What is the mark of a liar? It’s never being able to keep the story straight. Here again you see that displayed by talking heads representing the agency to the public.

If there is anything I’ve come to expect, it is that the NSA will never own up to it’s faults. It will never tell the truth to anyone, no matter who that anyone is, including courts, oversight committees, nor anyone else.

There is only one cure I see for an agency gone rapid. Remove it’s funding, shut it down, and go through it with an impartial committee not beholding to any one group.

Mike Acker (profile) says:

THINK

remember what old Frank Roosevelt told us: “Anytime the government does anything you can bet it was carefully planned”.

cui bono?

what changes will result from the Snowden leak? it’s a puzzle: spooks always make every effort to be sure their accomplishments are not known. if Snowden was allowed to leak then that means what he has leaked — was generally known to intelligence organizations around the world and all the uproar is is just part of the show.

we have 2 federal judges conflicting on Section 215 — setting the stage for a SCOTUS decision

will NSA intelligence become admissible in court? no parallel detective work required to acquire evidence by legal means ? the “writ of assistance” noted in the 30c3 keynote?

who are they after, anyhow?

Brazenly Anonymous says:

Re: THINK

Roosevelt’s quote only applies to government action, and is rather suspect in itself. Even for government action, the bickering between political parties can often result in mid-stream changes that disrupt any kind of plan. “The best laid plans o’ mice an’ men, gang aft a-gley” applies here as well (oft go astray, if you’re one to translate poetry).

As for whether the leaks were carefully planned government actions, the response of certain government actors have demonstrated that they had no idea how much Snowden took. Further, such a gambit is a stunningly bad play for any entity with the power to actually pull it off.

Anonymous Coward says:

Remember when top ranking officials were calling Snowden a “High School Dropout”? I was laughing my ass off. You mean to tell me a high school dropout outsmarted the entire US Government?

What’s that say about the intelligence of our government?

Needless to say, top ranking officials dropped that attack angle, after they realized how dumb they sounded.

Rowan Berkeley (user link) says:

NSA's Director of Technology, Lonny Anderson, is talking nonsense, IMHO

The whole point about SCI is that it’s compartmented. TS/SCI clearance does not confer global access, in fact it confers no access whatsoever by itself. After you get it, you can then be ‘read into’ whichever specific compartment or compartments are necessary for your work. That’s all.

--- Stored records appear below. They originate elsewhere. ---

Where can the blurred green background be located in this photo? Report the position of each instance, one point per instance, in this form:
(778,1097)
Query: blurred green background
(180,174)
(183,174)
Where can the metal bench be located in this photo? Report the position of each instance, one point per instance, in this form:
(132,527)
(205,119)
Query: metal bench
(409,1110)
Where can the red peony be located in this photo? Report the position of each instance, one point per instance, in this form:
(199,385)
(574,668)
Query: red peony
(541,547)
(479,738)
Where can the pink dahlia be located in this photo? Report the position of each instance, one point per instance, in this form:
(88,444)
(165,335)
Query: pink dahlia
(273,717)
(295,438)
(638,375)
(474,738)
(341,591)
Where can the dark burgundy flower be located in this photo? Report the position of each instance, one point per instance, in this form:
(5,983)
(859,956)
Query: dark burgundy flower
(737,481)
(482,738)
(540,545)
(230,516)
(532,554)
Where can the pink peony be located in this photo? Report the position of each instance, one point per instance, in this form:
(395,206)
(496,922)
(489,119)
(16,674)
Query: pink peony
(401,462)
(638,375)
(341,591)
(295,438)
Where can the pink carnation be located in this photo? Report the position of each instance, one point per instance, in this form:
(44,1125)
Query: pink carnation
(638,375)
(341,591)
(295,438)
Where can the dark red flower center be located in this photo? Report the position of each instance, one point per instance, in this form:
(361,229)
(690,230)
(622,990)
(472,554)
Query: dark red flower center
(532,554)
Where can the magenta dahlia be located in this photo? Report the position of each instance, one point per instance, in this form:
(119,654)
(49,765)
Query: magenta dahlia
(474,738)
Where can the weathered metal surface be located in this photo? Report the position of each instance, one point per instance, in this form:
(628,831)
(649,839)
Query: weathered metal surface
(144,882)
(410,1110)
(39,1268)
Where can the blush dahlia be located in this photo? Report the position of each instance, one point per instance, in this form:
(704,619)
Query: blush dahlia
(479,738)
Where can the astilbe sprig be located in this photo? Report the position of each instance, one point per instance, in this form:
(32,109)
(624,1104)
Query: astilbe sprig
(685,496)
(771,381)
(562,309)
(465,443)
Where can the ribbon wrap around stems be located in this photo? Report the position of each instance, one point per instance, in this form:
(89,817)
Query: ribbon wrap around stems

Hephaestus (profile) says:

Let me get this straight, Lonny Anderson comments that anyone with a top secret clearance could have done this, contradicting everything said about the security of the system up to this point. Then he turns around and seemingly says we have logs, and can track you if you do this, which seems to be pointed at the people at the NSA, to prevent any repeats of the situation.

jsf (profile) says:

A Lot of People Have Clearance

The really funny thing about security clearances, is that a lot of people have them. From the reported numbers in 2010 over 1.1 million people have TS/SCI. About 45% of them being contractors. The other 55% being actual employees of the federal government. At a place like the NSA I would think something like 90%+ of the people there would have TC/SCI clearance.

So pretty much anyone at the agency had access. Unless you were maybe the dishwasher in the cafeteria.